# Did I just scare him off?



## Scoobyscoob (Sep 4, 2016)

Explain the situation and how stressed out you are, even when watching TV with him due to your financial situation and if you want him back then yeah, work for it because he's not just going to want to try again unless you make amends first.


----------



## Coonsy (Dec 22, 2010)

Well, he's still talking to me and still planning on getting together this weekend, so maybe didn't completely terrify him...although he hasn't asked anything about the situation, but that's not really a "during the workday" conversation either way.

At the time I apologized for the meltdown, and the following morning apologized again quickly explaining why it just hit me (the completely unexpected nature of the news). He wasn't making a deal of it, so I don't really want to keep bringing it up at this point.


----------



## Antiparticle (Jan 8, 2013)

Coonsy said:


> Well, he's still talking to me and still planning on getting together this weekend, so maybe didn't completely terrify him...although he hasn't asked anything about the situation, but that's not really a "during the workday" conversation either way.
> 
> At the time I apologized for the meltdown, and the following morning apologized again quickly explaining why it just hit me (the completely unexpected nature of the news). He wasn't making a deal of it, so I don't really want to keep bringing it up at this point.


INFPs are generally good listeners (my mom is INFP and she often gives me advices, I am INFJ).

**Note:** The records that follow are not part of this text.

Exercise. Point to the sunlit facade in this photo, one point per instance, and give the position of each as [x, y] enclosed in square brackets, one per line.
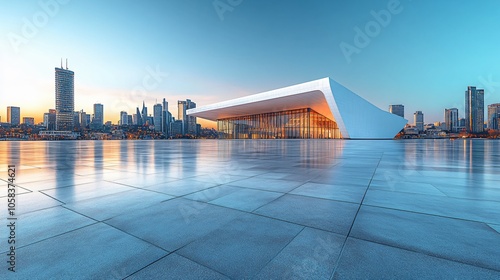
[321, 109]
[65, 99]
[293, 124]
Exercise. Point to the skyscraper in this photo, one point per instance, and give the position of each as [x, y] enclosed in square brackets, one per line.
[14, 115]
[451, 119]
[28, 121]
[83, 119]
[188, 122]
[144, 113]
[157, 116]
[474, 110]
[138, 120]
[166, 119]
[493, 115]
[49, 119]
[181, 115]
[397, 110]
[418, 119]
[98, 120]
[123, 118]
[65, 98]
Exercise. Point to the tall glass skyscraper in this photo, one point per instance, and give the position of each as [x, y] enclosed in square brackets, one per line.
[188, 122]
[474, 110]
[98, 120]
[65, 98]
[418, 119]
[157, 113]
[451, 119]
[493, 116]
[14, 115]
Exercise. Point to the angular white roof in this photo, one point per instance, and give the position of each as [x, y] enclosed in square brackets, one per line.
[356, 117]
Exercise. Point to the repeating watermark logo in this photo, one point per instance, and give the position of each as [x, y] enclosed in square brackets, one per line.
[223, 6]
[32, 26]
[373, 28]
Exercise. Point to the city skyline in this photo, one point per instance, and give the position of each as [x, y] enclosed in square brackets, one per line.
[182, 50]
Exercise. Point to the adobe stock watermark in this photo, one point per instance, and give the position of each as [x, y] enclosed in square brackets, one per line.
[32, 26]
[150, 82]
[373, 28]
[223, 6]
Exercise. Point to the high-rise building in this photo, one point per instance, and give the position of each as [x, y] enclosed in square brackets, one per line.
[397, 110]
[49, 119]
[451, 119]
[82, 116]
[139, 117]
[76, 120]
[176, 129]
[134, 119]
[144, 113]
[493, 115]
[28, 121]
[166, 119]
[65, 98]
[14, 115]
[418, 120]
[123, 118]
[98, 119]
[474, 110]
[181, 115]
[157, 116]
[188, 122]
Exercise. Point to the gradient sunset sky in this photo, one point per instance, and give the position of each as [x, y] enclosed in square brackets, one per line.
[424, 56]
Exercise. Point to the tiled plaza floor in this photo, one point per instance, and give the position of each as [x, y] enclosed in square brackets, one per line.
[270, 209]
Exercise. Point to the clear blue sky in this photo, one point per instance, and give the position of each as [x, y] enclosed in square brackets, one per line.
[424, 57]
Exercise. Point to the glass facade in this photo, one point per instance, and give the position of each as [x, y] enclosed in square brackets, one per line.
[300, 124]
[65, 99]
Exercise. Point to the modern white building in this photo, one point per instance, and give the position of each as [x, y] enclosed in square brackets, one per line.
[317, 109]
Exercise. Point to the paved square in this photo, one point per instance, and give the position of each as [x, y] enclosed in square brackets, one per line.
[254, 209]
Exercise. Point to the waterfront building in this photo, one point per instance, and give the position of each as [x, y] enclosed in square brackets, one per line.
[65, 98]
[14, 115]
[317, 109]
[474, 110]
[493, 115]
[397, 110]
[451, 119]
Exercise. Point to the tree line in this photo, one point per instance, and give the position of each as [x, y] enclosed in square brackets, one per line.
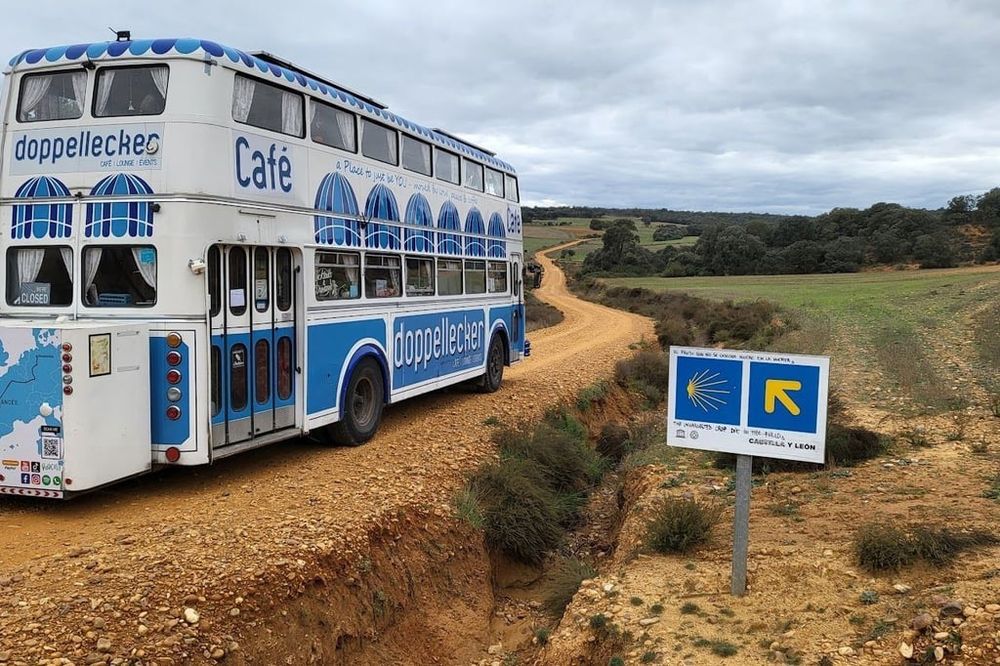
[842, 240]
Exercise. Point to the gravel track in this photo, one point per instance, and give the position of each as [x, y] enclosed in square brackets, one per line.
[108, 578]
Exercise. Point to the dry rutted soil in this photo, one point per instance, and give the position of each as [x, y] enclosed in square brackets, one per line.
[296, 553]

I think to be able to share your problems/issues is generally a good (positive) thing in relationships, so you should't feel like it is something that has to be hidden.

Open communication is another good thing in relationships, you shouldn't worry that much about your interaction if you think your main problem is your living situation.


----------



## ENFPathetic (Apr 3, 2018)

Coonsy said:


> Last night had a meltdown in front of my boyfriend (not about him, but in front of him) - tears, some yelling, more tears....normally I'm the calm amidst the storms, and last night, just fell apart.
> 
> Why? I was already feeling "down" yesterday about finances - not like extremely upset, but I was down. Then, that evening when he and I were just watching some TV and I was slowly improving my mood, my roommate (who has been asking about the lease renewal and talking about renting the larger room in the house for more money) sent me notice that she's moving in with her (suddenly alone) very ill father and moving out before the end of the month. Mind you, I have to decide on renewing my lease by the end of this month (60 days notice required to renew at only slight increase).
> 
> ...


No. But I think it would reflect better on you if you worried less about your relationship and more about your imminent housing issue. If you can handle it on your own, handle that first and foremost. If you need help, don't be too proud to fill him in on your situation. Independent is cool and all, but interdependent is way cooler.


----------



## MsMojiMoe (Apr 7, 2021)

tanstaafl28 said:


> Well, my first instinct would be to hug you and ask you how I could help, but then I see you're an INTJ, and that might be the absolutely WORSE thing I could do, so my alternate thought would be to offer wine and chocolates and ask how I could help. If it were in my power to assist in any way, I would. If nothing else, I'd just try to be supportive. We all need to melt down every now and then. Why would that make me run?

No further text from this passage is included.